A boy stands at an open area camp in Port-au-Prince where people are staying following Tuesday's major earthquake.
REUTERS/Carlos Barria
A boy stands at an open area camp in Port-au-Prince where people are staying following Tuesday’s major earthquake.

WASHINGTON, D.C. — Few members of Congress know Haiti like Minnesota’s U.S. Rep. James Oberstar, who worries that if the Haitian government fails in the current humanitarian crisis, “the political turmoil will be unimaginable.”

“This is a human tragedy of unimaginable proportions, there was abject poverty and distress in Haiti prior to the earthquake; I can only imagine how horrid the situation is now,” Oberstar said in a statement today.

From 1959 to 1962, Oberstar taught English to cadets at the Haitian Military Academy, students he has kept in touch with as they’ve risen through the ranks of the Haitian military and civil society. At the same time, Oberstar taught Americans to speak French and Creole, the two official languages of Haiti which he speaks fluently.

Rep. James Oberstar
Rep. James Oberstar

Oberstar was an election observer in 1990 when Jean-Bertrand Aristide won the country’s first democratic election. Aristide was deposed in a coup less than a year after taking office. In 1994, following international pressure and the imminent threat of a U.S. military invasion, the military government stepped down and allowed Aristide to return to power. Months later, Oberstar returned to Haiti with President Clinton to participate in a change of power ceremony.

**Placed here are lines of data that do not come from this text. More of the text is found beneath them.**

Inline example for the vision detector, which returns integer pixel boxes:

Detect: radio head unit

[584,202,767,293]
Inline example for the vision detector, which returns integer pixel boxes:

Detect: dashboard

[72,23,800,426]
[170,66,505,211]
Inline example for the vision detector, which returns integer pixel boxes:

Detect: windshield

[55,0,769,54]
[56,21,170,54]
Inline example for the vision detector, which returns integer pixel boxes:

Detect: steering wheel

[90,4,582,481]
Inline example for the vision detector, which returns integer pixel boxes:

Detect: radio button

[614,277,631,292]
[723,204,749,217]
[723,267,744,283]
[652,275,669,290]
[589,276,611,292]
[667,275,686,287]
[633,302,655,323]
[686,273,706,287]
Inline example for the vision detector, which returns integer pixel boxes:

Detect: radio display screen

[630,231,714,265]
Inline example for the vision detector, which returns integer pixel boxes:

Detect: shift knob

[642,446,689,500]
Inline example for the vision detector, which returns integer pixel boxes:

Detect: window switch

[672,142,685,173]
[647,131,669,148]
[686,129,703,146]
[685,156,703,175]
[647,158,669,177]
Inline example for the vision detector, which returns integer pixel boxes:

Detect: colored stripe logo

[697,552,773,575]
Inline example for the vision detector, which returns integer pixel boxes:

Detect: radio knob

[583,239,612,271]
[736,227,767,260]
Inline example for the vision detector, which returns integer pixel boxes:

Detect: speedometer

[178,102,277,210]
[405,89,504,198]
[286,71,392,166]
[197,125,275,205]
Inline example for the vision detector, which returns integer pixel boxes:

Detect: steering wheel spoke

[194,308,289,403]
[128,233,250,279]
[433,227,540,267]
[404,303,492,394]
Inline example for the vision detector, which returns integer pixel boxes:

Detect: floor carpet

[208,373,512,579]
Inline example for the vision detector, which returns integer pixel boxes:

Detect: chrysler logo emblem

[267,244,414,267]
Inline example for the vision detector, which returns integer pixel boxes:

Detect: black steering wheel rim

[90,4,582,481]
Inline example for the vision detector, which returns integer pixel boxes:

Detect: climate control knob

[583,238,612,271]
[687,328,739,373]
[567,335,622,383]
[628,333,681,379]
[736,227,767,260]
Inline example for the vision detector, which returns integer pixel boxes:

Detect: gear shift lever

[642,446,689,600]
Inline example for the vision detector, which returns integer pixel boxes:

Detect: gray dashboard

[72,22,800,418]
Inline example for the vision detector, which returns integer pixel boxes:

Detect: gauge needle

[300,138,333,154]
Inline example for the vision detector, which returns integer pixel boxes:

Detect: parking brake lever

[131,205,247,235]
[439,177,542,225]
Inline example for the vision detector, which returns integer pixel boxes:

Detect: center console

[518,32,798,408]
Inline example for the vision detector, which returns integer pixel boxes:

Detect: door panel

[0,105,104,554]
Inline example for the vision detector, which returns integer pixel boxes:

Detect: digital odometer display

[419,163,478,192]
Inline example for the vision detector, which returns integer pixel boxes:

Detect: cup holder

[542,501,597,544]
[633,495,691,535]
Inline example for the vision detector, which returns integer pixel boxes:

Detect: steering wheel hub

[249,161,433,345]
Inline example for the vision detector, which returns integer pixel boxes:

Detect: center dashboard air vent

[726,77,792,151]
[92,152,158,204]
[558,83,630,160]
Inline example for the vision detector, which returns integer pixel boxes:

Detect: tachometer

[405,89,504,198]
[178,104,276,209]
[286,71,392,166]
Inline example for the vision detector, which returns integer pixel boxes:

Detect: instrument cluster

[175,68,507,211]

More than a decade of political strife, election fraud and continued poverty later, Haiti may have been poised to finally turn the corner, Oberstar said. A national election is scheduled for November, in which Haitians must elect a new president. Past elections have been marked by widespread fraud and followed by military coups. 

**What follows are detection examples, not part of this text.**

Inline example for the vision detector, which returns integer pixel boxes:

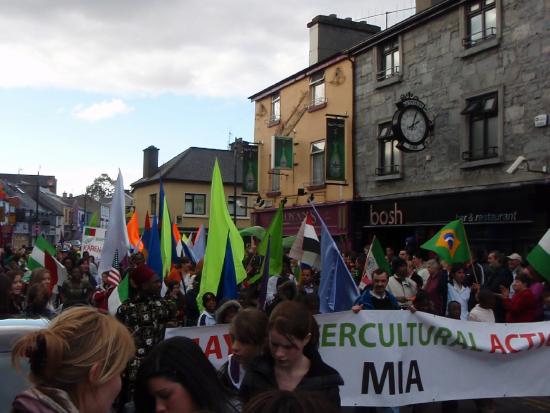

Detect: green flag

[197,159,246,309]
[250,201,285,283]
[421,219,470,264]
[160,197,172,278]
[527,229,550,281]
[363,237,393,281]
[88,211,99,228]
[27,235,56,271]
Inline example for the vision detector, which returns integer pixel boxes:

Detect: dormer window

[269,93,281,123]
[464,0,497,47]
[309,72,327,108]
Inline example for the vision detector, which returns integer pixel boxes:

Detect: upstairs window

[269,93,281,123]
[227,195,248,217]
[309,72,327,107]
[149,194,157,215]
[376,122,400,176]
[185,194,206,215]
[377,38,400,80]
[270,170,281,192]
[463,0,497,47]
[310,141,325,185]
[462,93,499,161]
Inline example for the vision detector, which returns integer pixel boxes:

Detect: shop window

[463,0,497,47]
[376,122,401,176]
[310,141,325,185]
[376,38,401,81]
[185,193,206,215]
[462,92,499,161]
[269,93,281,125]
[309,72,327,109]
[227,196,248,217]
[149,194,157,215]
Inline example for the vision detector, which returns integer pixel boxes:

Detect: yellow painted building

[250,15,380,245]
[131,146,256,233]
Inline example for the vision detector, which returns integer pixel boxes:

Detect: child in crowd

[447,301,462,320]
[197,293,217,326]
[468,288,496,323]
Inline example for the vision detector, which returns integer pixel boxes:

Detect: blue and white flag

[310,203,359,313]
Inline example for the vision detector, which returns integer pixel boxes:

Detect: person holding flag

[116,264,177,406]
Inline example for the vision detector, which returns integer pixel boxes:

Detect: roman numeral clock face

[398,106,429,145]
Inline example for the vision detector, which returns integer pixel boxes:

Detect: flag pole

[460,220,479,284]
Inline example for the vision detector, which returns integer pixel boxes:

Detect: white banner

[81,227,106,262]
[164,324,231,369]
[166,311,550,406]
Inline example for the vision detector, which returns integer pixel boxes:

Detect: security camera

[506,155,526,175]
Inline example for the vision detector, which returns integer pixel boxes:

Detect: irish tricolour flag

[28,235,67,293]
[527,229,550,281]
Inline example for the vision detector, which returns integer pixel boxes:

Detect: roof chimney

[143,145,159,178]
[307,14,380,66]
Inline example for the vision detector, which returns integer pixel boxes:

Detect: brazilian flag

Oberstar said that free and open election, followed by a peaceful transition of power, would mark a major point of political progress for the impoverished island nation and signal to investors that the government was finally stable. 

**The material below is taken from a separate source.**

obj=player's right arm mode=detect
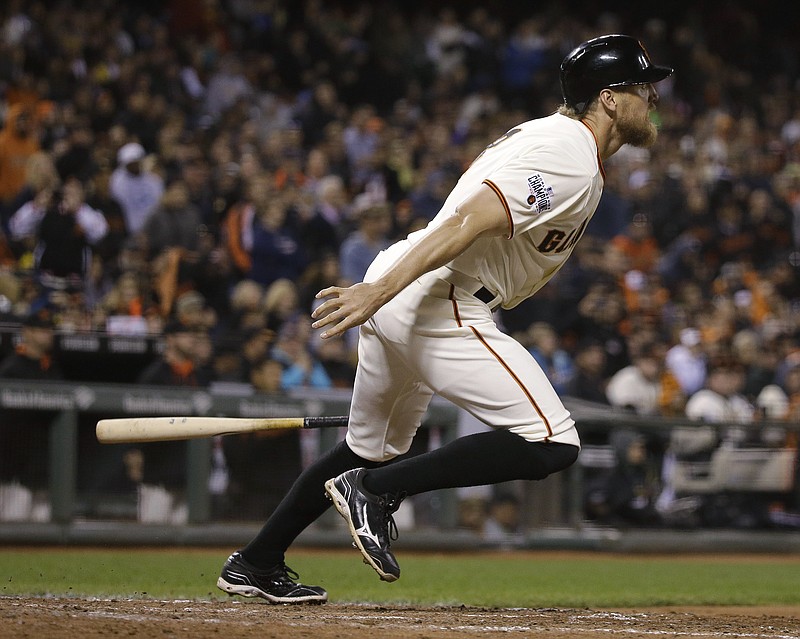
[312,184,511,338]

“Conversely, if the Haitian government fails in this humanitarian crisis, the political turmoil will be unimaginable, and will plunge the country into another decade, or more, of even worse distress,” he said. “It is imperative for us to intervene for the long-term of stability and the region.  Our government has to show that it can partner with the Haitian government to provide service to the people, order amongst the chaos, and to show signs for long-term recovery.

“This is truly a critical moment in the history of the entire Caribbean region,” Oberstar said. “If over these weeks following the earthquake the international community does not shore up the government, does not provide the humanitarian assistance and restore the services of government to the people, then there will be an equal political earthquake and collapse.”

Untold millions of dollars in aid have been pledged to help rebuild Haiti following a massive earthquake that killed possibly hundreds of thousands of people and leveled homes, hospitals and schools in what was already the poorest nation in the Western Hemisphere.

President Obama said this morning: “The losses that have been suffered in Haiti are nothing less than devastating, and responding to a disaster of this magnitude will require every element of our national capacity — our diplomacy and development assistance; the power of our military; and, most importantly, the compassion of our country.”

Aid underway

The Coast Guard has dispatched three cutters to Haiti and a fourth is being readied. The White House said several search and rescue teams have arrived in Haiti and are beginning to assess the damage while the military has begun airlifting the injured out of Haiti to hospitals in the U.S. 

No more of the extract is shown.